# Lucid Dreaming > Attaining Lucidity > Induction Techniques >  >  Revolutionary New Tech. LDD technique

## dark_grimmjow

LDD stands for Lucid Daydreaming Technique. I did not make this technique. I found it at lucidipedia. The founder Tim Post made this technique. Here's a section of the blog describing the technique:

Lucid daydreaming technique (LDD)

By daytime, notice a daydream (a vivid, spontaneous mind-wandering) while you are still in the actual daydream. Then, continue the daydream by responding IN the daydream scene that you have just become lucid (i.e. “This is a daydream!”, “I am daydreaming now”, etc.). Act out any desired lucid behavior in the daydream (by visualization), any activity that you like to engage in for tonight’s probable lucid dreams. Continue this lucid daydream until your desired activity is completed. Then stop the daydream. LDD shows also to be effective when applying WBTB: during the brief interruption of sleep, do as much LDD as you can before returning to sleep.
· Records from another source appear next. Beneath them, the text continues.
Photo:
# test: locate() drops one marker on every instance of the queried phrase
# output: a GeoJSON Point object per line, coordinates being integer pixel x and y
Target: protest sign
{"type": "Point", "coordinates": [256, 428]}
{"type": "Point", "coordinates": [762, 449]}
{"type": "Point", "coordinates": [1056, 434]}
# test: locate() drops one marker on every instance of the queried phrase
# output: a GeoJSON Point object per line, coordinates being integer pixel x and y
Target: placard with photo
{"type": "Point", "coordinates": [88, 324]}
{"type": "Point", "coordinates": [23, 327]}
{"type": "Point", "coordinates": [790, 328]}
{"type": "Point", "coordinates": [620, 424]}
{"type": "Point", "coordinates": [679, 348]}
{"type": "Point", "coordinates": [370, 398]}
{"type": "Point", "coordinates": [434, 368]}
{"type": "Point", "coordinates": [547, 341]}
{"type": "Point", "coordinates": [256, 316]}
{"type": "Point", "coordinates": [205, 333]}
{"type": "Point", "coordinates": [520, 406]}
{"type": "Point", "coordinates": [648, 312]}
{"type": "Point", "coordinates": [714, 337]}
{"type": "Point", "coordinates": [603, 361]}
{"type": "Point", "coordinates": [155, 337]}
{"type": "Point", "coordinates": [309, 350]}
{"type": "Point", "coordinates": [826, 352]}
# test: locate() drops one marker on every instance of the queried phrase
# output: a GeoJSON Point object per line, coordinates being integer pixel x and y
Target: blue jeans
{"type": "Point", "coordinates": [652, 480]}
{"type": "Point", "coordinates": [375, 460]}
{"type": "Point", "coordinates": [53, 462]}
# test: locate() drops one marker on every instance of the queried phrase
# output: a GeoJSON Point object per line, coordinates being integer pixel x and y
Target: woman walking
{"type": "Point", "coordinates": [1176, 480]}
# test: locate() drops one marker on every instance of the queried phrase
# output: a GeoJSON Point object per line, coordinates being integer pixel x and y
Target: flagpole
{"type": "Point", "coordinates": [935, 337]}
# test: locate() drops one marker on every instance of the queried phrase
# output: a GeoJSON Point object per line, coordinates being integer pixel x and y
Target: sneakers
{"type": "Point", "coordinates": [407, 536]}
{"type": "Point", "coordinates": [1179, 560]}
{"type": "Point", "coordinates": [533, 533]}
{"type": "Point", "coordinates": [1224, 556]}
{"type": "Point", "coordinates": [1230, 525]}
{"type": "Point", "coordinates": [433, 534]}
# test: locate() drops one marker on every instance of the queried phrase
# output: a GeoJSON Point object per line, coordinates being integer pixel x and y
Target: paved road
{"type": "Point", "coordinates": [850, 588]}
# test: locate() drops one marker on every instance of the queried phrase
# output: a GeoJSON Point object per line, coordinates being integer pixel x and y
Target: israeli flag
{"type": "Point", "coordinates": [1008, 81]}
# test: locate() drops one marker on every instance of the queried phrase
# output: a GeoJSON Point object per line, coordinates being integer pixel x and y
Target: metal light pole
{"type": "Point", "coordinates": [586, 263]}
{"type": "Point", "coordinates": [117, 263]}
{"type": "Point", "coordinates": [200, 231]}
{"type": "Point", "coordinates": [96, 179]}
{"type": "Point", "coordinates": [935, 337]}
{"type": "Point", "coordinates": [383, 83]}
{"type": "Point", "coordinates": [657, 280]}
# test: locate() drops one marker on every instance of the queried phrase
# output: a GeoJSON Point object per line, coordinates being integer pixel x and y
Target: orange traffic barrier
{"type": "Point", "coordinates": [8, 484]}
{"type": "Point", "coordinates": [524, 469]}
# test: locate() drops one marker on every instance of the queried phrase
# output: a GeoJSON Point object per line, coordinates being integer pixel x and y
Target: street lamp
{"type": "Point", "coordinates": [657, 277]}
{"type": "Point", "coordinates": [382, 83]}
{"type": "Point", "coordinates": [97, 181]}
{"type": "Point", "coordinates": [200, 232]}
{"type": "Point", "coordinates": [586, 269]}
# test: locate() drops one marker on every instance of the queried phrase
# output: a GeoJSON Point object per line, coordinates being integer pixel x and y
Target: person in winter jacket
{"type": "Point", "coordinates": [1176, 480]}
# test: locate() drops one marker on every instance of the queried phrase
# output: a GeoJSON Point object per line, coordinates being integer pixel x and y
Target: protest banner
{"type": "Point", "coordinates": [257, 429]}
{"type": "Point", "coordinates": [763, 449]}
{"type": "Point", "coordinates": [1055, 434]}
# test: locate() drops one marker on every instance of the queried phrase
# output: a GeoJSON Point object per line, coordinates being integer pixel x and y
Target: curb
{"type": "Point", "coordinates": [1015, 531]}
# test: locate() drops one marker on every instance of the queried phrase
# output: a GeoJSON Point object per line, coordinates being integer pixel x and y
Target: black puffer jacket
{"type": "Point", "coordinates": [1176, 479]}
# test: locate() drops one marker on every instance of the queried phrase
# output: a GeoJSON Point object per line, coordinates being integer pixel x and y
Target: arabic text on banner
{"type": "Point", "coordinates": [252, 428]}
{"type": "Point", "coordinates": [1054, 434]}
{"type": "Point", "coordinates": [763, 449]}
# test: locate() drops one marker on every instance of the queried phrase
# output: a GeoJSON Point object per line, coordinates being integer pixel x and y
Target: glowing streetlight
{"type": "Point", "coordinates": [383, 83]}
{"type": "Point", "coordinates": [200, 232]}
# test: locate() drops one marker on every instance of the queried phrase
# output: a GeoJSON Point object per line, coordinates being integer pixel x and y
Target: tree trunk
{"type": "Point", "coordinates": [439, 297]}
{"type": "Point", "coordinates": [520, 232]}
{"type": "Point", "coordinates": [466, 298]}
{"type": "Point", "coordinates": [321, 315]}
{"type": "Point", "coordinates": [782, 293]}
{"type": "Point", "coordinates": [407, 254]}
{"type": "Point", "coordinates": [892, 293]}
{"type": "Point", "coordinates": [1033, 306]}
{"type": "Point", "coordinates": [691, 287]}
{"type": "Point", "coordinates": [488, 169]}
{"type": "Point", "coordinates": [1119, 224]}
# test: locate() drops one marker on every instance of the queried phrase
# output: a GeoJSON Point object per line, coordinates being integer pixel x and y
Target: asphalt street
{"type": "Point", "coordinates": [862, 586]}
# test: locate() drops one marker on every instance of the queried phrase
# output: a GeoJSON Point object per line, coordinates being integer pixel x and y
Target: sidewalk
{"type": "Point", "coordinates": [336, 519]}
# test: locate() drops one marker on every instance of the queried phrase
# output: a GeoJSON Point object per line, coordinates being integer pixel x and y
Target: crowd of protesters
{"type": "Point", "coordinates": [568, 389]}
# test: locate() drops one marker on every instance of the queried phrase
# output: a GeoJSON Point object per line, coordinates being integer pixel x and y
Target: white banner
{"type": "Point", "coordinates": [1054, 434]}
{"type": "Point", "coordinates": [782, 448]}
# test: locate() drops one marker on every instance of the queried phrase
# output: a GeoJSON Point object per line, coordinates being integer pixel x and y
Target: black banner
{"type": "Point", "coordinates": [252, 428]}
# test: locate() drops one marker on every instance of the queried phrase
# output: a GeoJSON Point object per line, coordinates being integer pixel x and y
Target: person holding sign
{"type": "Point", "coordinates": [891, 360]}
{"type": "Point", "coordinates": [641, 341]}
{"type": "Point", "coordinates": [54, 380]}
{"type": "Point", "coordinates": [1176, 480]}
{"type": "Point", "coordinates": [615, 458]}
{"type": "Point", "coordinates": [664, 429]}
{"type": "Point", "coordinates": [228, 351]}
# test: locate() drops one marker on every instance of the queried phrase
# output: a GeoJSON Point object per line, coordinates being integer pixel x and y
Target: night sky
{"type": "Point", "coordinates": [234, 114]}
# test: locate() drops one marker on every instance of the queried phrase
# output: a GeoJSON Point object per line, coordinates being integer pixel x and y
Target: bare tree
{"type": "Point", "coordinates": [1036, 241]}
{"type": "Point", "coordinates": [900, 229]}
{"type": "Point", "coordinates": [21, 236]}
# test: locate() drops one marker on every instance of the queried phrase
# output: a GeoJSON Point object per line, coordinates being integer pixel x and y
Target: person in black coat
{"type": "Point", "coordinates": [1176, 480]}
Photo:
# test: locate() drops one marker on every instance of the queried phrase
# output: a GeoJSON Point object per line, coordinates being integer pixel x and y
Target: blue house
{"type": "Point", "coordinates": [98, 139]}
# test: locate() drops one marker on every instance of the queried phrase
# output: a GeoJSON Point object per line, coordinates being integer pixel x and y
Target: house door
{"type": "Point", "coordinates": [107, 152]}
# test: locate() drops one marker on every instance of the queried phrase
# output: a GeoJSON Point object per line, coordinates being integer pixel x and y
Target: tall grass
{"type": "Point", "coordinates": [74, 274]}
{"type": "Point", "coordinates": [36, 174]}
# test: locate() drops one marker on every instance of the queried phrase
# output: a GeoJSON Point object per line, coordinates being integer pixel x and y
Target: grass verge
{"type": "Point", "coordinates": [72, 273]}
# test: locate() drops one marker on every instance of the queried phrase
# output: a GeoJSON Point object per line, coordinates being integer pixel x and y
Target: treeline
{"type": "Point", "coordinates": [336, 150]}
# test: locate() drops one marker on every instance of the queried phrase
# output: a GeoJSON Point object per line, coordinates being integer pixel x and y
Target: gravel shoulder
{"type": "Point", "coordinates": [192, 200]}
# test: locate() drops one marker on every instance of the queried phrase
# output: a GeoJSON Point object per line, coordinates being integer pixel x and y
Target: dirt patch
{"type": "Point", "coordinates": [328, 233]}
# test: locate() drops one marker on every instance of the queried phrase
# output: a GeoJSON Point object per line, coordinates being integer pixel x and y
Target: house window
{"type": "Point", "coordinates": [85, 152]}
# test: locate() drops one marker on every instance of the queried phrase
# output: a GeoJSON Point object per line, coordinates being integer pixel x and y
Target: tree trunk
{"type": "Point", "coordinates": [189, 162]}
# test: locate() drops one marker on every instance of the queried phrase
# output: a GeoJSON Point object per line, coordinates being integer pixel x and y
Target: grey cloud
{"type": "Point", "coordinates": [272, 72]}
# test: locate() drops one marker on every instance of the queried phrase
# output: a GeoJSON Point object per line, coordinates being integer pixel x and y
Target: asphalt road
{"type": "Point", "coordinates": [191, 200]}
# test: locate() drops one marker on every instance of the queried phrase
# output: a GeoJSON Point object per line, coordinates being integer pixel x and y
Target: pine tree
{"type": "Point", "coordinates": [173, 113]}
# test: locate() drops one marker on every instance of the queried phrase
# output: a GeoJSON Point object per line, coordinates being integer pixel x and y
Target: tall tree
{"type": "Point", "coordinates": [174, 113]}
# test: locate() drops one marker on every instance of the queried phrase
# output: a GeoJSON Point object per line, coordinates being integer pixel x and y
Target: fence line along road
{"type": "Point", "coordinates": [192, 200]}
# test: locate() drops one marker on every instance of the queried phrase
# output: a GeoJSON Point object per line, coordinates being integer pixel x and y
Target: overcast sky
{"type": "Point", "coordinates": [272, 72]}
LDD comes close to what Tibetan Buddhists in ancient times practiced as Dream Yoga, to continuously think that everything is a dream (so doing intending to incorporate this mentality into the dream state). A quite fanatic and demanding (impossible?) task, I must admit. Rather than to continuously thinking that all life is a dream, LDD proposes to only Reality Test daydreams during the day, as they (might) show to be prone for being incorporated by tonight’s (or next week’s) dreams and also show similarity with the mentation of night dreams.

This seems to be a very promising technique. I'm currently trying to work it into my daily routine of thought. The full article will help explain it a little further. Here: http://www.lucidipedia.com/blog/2010...technique-ldd/

Like i said, i didn't make the technique. All credit goes to Tim Post and lucidipedia. I'm hoping this will create an increase in my ld rate. One problem i have noticed is that it is difficult not to disrupt a daydream while becoming "lucid" in one. I guess it just takes practice. Please comment and if you choose to try LDD, please post your experiences, thoughts, and findings.

----------


## kookyinc

I'll give it a try. I'll reply again if I get any results.

----------


## NrElAx

I'll give this a try because I day dream a lot.

----------


## thomulf

sounds interesting, I also daydream a lot- far to much, according to just about everyone.

----------